Here are all the syscalls added in the last two years:

* pkey_mprotect, pkey_alloc, pkey_free: support for a new Intel processor feature, Memory Protection Keys https://lwn.net/Articles/643797/

* preadv2, pwritev2: add a flags argument so you can do a non-blocking preadv or pwritev without opening the file in non-blocking mode https://lwn.net/Articles/670231/

* copy_file_range: copy data between two file descriptors, using filesystem support for efficient copies if possible https://lwn.net/Articles/659523/

* mlock2: add a flags argument so you can mlock memory when it's next accessed https://lwn.net/Articles/650538/

* membarrier: force a memory barrier on all running threads to help with userspace RCU, garbage collection, etc. http://man7.org/linux/man-pages/man2/membarrier.2.html

* userfaultfd: implement userspace paging https://www.kernel.org/doc/Documentation/vm/userfaultfd.txt

* execveat: a version of execve that takes a file descriptor (or a fd and relative path) instead of a string to execute http://man7.org/linux/man-pages/man2/execveat.2.html

eximius · on Nov 21, 2016

Hmm... This is certainly very interesting. Can anyone think of any neat kernel-only things that one might implement for kicks as a learning project? Particularly for someone who hasn't done kernel programming? It could definitely be a silly thing, but probably more useful than printing to the kernel log.

jevinskie · on Nov 21, 2016

Providing guaranteed access to random numbers has been a recent example of a new, badly needed, but fairly simple syscall. With getrandom(), you avoid the complexities of open/read/close and its associated error handling.

https://lwn.net/Articles/606141/

brenns10 · on Nov 21, 2016

Character devices are a fertile ground for cool projects in my opinion. They're not very hard to make (typically just a kernel module, no booting a custom kernel), most unix tools interact with them naturally because they're just files, and they can do many interesting things within the kernel. One of my recent projects (after system calls) was to create a "chat server" in the kernel with a character device. Good references are Robert Love's Linux Kernel Development, 3rd edition, and the Linux Kernel Module Development Guide.

voltagex_ · on Nov 20, 2016

Great tutorial. Just a tip - if you change www.kernel.org to cdn.kernel.org you'll get a closer mirror site.

brenns10 · on Nov 20, 2016

Oh very nice, thanks for the tip!

dezgeg · on Nov 21, 2016

One correction to the strncpy_from_user part, specifically this:

> The process could try to read another process’s memory by giving a pointer that maps into another process’s address space.

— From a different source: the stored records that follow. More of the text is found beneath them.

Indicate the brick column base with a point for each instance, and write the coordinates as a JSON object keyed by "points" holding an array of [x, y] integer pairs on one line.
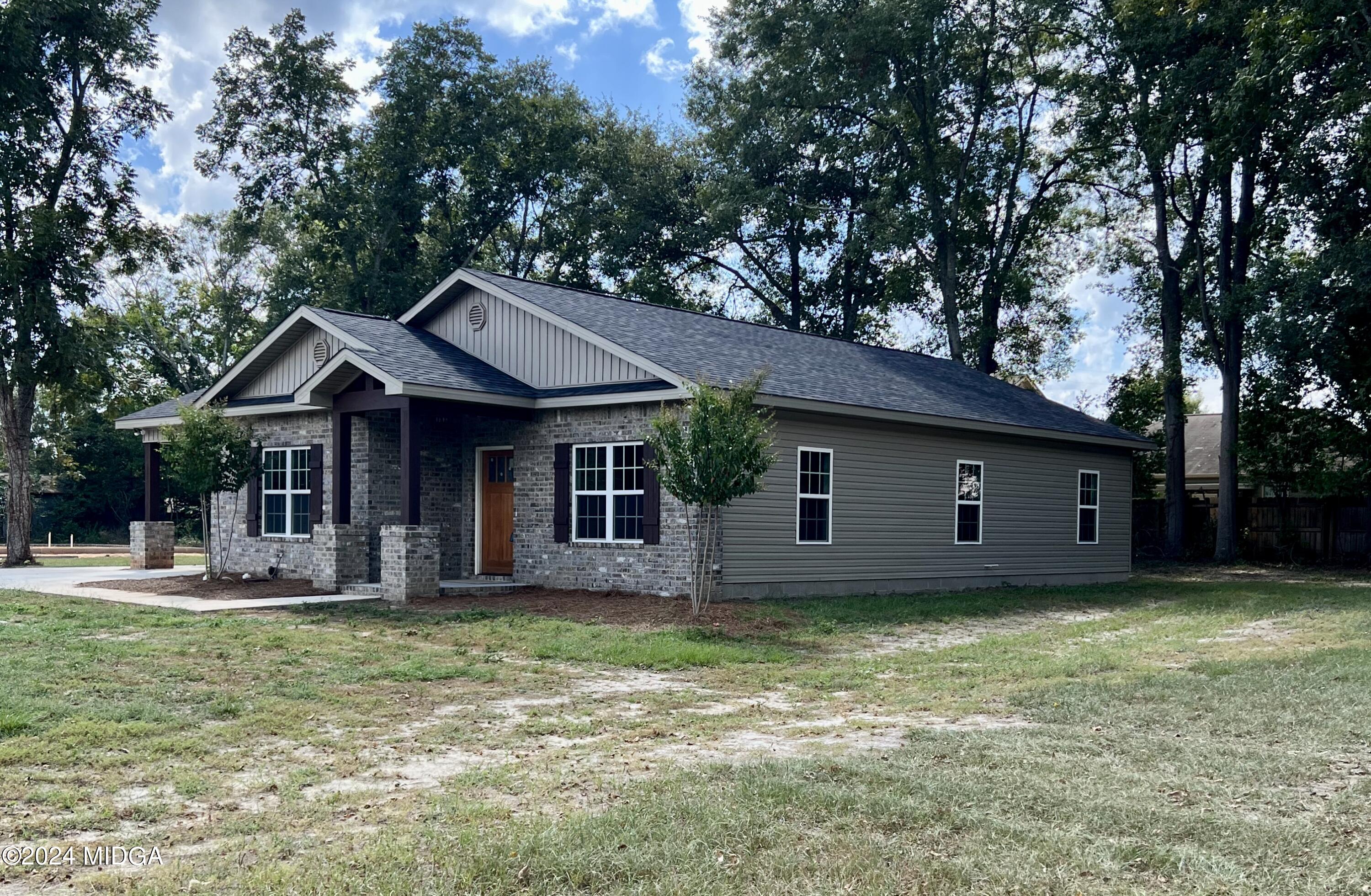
{"points": [[409, 562], [151, 544], [340, 554]]}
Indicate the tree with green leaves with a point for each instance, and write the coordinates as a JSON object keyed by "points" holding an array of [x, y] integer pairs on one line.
{"points": [[901, 154], [206, 455], [188, 313], [709, 451], [68, 105], [462, 161]]}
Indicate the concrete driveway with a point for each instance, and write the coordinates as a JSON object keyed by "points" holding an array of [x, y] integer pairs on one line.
{"points": [[65, 580]]}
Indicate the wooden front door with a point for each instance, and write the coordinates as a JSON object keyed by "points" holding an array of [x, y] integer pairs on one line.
{"points": [[498, 513]]}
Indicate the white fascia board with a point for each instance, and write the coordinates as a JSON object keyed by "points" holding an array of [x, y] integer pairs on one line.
{"points": [[944, 423], [617, 398], [269, 342]]}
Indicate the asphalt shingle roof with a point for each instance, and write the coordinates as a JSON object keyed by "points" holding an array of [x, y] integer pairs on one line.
{"points": [[419, 357], [805, 366]]}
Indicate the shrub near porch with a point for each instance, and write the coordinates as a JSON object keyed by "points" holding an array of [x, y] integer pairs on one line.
{"points": [[1159, 736]]}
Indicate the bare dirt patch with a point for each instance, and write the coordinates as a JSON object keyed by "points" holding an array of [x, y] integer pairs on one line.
{"points": [[624, 609], [935, 637], [1258, 631], [232, 587]]}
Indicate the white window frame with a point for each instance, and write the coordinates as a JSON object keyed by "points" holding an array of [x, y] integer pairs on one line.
{"points": [[290, 492], [1095, 507], [981, 503], [800, 452], [609, 492]]}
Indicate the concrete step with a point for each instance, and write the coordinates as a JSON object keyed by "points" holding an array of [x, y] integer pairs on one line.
{"points": [[476, 587]]}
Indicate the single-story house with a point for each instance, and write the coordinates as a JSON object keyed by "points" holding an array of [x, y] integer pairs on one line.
{"points": [[495, 429]]}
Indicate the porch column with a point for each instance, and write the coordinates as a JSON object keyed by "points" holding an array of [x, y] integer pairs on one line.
{"points": [[342, 467], [153, 539], [409, 466], [154, 509]]}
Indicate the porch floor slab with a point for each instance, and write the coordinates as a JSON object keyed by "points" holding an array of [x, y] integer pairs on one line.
{"points": [[66, 581]]}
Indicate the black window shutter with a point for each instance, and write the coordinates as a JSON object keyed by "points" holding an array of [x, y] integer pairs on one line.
{"points": [[316, 485], [652, 499], [563, 492], [254, 515]]}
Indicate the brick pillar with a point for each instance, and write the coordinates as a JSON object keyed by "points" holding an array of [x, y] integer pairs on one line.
{"points": [[340, 551], [151, 544], [409, 562]]}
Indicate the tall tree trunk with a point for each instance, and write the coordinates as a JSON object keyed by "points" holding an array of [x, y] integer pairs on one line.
{"points": [[1226, 532], [1230, 361], [17, 429], [1171, 371], [989, 328]]}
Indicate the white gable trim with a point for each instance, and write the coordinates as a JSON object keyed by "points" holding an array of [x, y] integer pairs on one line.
{"points": [[538, 312], [280, 332]]}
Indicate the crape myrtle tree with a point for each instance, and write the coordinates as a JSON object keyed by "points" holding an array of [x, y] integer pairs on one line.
{"points": [[68, 203], [209, 454], [709, 451], [866, 157]]}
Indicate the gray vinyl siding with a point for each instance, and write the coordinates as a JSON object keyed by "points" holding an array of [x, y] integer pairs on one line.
{"points": [[894, 509], [530, 349], [292, 368]]}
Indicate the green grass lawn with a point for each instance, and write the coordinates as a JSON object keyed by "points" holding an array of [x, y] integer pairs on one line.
{"points": [[1160, 736], [120, 559]]}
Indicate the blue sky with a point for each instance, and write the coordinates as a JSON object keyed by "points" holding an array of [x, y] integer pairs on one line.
{"points": [[631, 53]]}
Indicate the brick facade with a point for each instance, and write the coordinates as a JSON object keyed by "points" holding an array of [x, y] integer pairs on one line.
{"points": [[449, 484], [151, 546]]}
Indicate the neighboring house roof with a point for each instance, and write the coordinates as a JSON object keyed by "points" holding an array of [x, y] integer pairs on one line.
{"points": [[804, 371], [805, 366], [1203, 446], [166, 409]]}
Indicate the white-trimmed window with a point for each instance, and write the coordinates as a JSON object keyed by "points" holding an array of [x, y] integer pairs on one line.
{"points": [[815, 496], [608, 492], [1088, 507], [971, 480], [286, 492]]}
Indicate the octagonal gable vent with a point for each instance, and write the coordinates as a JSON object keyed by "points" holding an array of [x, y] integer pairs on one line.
{"points": [[476, 316]]}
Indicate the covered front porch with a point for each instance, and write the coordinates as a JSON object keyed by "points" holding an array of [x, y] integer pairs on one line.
{"points": [[379, 493]]}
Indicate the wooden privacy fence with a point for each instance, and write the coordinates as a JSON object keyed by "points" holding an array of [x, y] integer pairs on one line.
{"points": [[1293, 529]]}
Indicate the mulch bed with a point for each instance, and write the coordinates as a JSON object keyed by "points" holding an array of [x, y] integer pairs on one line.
{"points": [[626, 609], [228, 588]]}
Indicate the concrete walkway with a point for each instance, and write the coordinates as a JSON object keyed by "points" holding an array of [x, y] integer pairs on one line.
{"points": [[65, 580]]}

This cannot happen, there is no such thing as "a pointer that maps into another process's address space". A virtual address in Linux (on x86 and probably almost all arches) accesses either the processes own memory map (where access to unmapped addresses causes a fault even when done from ring 0) or the kernel virtual mapping.

rogerb · on Nov 20, 2016

Really cool tutorial, thanks for writing this up !

xenadu02 · on Nov 20, 2016

I thought Linux uses sysenter/sysexit, not int 0x80/iret?

Still a good tutorial; there is no magic, it's all just software.

conductor · on Nov 20, 2016

You are right, Linux uses INT 0x80 on x86 only when the SYSCALL/SYSENTER and SYSRET/SYSEXIT instructions are not available.

brenns10 · on Nov 20, 2016

Yes, I have a few inaccuracies I'm correcting right now. That is one of them.